Junior ROTC Members Save Residents From Worcester Apartment Fire

The high schoolers went door to door to save the people inside. "We're in the ROTC program, and the values that we are taught, that they instill into us, we use those to act upon situations like this," Raesean Goodney said

A fire at a Worcester, Massachusetts, apartment left 13 people spending the Thanksgiving holiday at a hotel, but it could have been much worse if it wasn’t for a group of high schoolers on their way home.

Four junior ROTC members were driving from their high school when they saw smoke at a Hamilton Street apartment building.

The humble high schoolers credit their training with what they did next.

"We're in the ROTC program, and the values that we are taught, that they instill into us, we use those to act upon situations like this," Raesean Goodney said.

The group ran into the burning apartment building, going door to door to save the people inside.

"When we looked back, no one was out ... I didn't see no people, or nothing," Abderrahman Sebbai said. "It was just like, we need to go, like we have to go in there fast."

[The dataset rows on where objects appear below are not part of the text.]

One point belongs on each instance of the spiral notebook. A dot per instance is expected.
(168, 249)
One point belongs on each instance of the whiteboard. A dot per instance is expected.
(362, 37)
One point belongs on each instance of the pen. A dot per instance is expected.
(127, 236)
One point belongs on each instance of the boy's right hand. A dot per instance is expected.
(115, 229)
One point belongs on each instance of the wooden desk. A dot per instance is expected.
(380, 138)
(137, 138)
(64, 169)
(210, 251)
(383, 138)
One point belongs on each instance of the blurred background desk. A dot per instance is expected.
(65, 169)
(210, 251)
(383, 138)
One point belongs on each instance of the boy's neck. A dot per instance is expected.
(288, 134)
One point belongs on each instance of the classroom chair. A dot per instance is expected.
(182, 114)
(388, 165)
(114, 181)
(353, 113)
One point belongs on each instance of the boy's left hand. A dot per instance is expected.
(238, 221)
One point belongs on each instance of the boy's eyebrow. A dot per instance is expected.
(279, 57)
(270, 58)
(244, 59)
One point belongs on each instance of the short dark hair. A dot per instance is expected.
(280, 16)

"I started kicking down the second door, and when I finally kicked it down, the resident finally came to the door and then I led him downstairs," Jordan Parker said.

Flames were focused to the back of the third floor, where, one room away, a woman was asleep with her three children.

"When she woke up, cause we were like shaking the bed, we were yelling at them to get up, get up, get up. She woke up and she was like really confused, she was shocked, she didn't know what was going on," Goodney said.

The group of friends says they called 911 when they first saw the flames. The fire department was there minutes later, but by that time, everyone was already outside.

All 13 people who live there, including the mother of three, made it out alive.

Emanuela Abbascia met with NBC10 Boston in a hotel conference room because she can't go back home with her three sons.

"Losing everything you've worked for has been heartbreaking," she said. "My son's room, I worked so hard to pay for this."

Everything is gone, but Abbascia says she has gained hope with neighbors and strangers donating all they can.

"Instead of being sad and making, you know rolling in pity, in the video you'll see that I kept on saying, 'God I still thank you' cause it could have ended up differently," she said.

Abbascia and her sons are moving out of the hotel on Monday as they start their search for a new home.